Read PETA’s Statement
Good afternoon. Up to 70 horses, including mothers of days-old foals, have reportedly died at Beutler and Son Rodeo Company as a result of eating contaminated feed. The company has long been providing animals—including horses, bulls, cows, and calves—to rodeos across the country, and co-owner Bennie Beutler told media yesterday that the company will be “back to rodeoing” as soon as this weekend.
Trucking horses, cows, and calves as young as 4 months old around the country to be terrorized by grown men playing cowboy is inarguably inhumane, and no one who cares about animals would ever do it or promote it. These horses’ deaths should lead the Beutler and Son Rodeo Company to change course, leaving this animal-exploiting business in the dust—and meanwhile, PETA urges everyone to steer clear of rodeos as if lives depend on it, because they do.
PETA Executive Vice President Tracy Reiman
Rodeo participants have been documented choking calves and twisting their necks while slamming them onto the ground, injecting bulls with steroids to induce an aggressive response to harassment, using sharp spurs to make horses buck, and zapping horses and cows with electric “hotshots” so that the animals will charge out of a chute in a state of panic. The federal Animal Welfare Act offers no protection to animals used in rodeos—which have been denounced by every national animal protection group—and some states even exclude them from anti-cruelty statutes.
Beutler and Son Rodeo Company Should Be Ashamed
Beutler and Son Rodeo Company has trucked horses and cows across the U.S. for over 90 years so that they could be tormented in rodeo arenas. Every national animal protection organization opposes rodeos because of their inherent cruelty, and it’s despicable that this company continues to profit from them.
It’s time for those in charge at Beutler and Son Rodeo Company to hang up their cowboy hats and let the animals it exploits—including the over 100 horses who survived this incident—live in peace at a sanctuary.
Rodeos Torture Animals
Promoters pitch rodeos as rough-and-tough exercises of human skill and courage. But these events are nothing more than manipulative displays of human domination over other animals.
PETA has decades’ worth of documentation showing how rodeo performers beat, kick, and electroshock normally docile cows and horses in chutes and holding pens in an attempt to put them in a state of panic before forcing them into rodeo arenas.

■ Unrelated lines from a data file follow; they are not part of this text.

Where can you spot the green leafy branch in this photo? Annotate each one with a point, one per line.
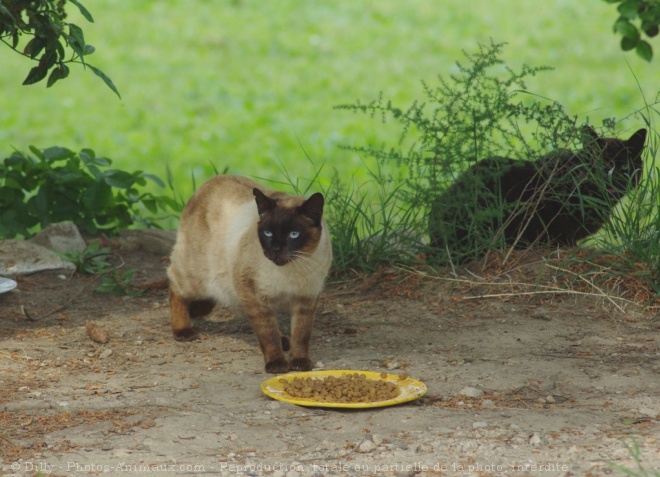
(56, 184)
(51, 38)
(636, 19)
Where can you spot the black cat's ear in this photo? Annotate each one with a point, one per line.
(589, 133)
(636, 142)
(312, 208)
(264, 203)
(590, 138)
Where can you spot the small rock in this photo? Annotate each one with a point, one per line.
(62, 237)
(366, 446)
(535, 439)
(96, 332)
(424, 449)
(487, 404)
(650, 412)
(471, 392)
(18, 257)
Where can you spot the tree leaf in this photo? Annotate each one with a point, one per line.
(58, 73)
(119, 179)
(105, 79)
(644, 50)
(97, 196)
(35, 75)
(56, 153)
(76, 40)
(157, 180)
(628, 44)
(34, 47)
(85, 13)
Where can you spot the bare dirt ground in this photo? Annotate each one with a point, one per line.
(557, 383)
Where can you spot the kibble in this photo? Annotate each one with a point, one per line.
(350, 387)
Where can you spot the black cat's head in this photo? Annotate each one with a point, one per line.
(620, 159)
(288, 231)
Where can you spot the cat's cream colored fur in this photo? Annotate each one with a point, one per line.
(218, 258)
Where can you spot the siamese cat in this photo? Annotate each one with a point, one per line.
(556, 200)
(242, 245)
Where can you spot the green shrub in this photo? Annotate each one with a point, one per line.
(56, 184)
(483, 110)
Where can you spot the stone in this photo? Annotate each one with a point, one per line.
(535, 440)
(158, 242)
(471, 392)
(19, 257)
(366, 446)
(62, 237)
(488, 404)
(547, 385)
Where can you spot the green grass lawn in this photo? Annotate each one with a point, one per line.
(250, 85)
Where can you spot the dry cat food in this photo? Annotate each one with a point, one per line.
(353, 387)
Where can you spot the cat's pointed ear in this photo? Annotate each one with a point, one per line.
(312, 208)
(264, 203)
(636, 141)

Animals used in rodeos have sustained severe and sometimes fatal injuries, including broken backs and necks, heart attacks, punctured lungs, deep internal organ bruising, ripped tendons, and aneurysms. At the Overland Stage Stampede Rodeo in June, a horse died from a broken neck and staff later euthanized another horse due to a severely broken leg.
Never Support Rodeos
Attending rodeos supports animal abuse. There are no “good” rodeos that involve animals, so please never attend a rodeo, and tell your friends why they shouldn’t support them either.
You Can Take Action Against Rodeos!
If a rodeo comes to your town, contact local authorities, write letters to sponsors, leaflet at the gate, or hold a demonstration. You can always contact PETA for help!
Another way to take action against rodeos is to work to institute a state or local ban on calf-roping events, in which cruelty is most easily documented. Since many rodeo circuits require calf roping, eliminating it could result in the elimination of all rodeo shows.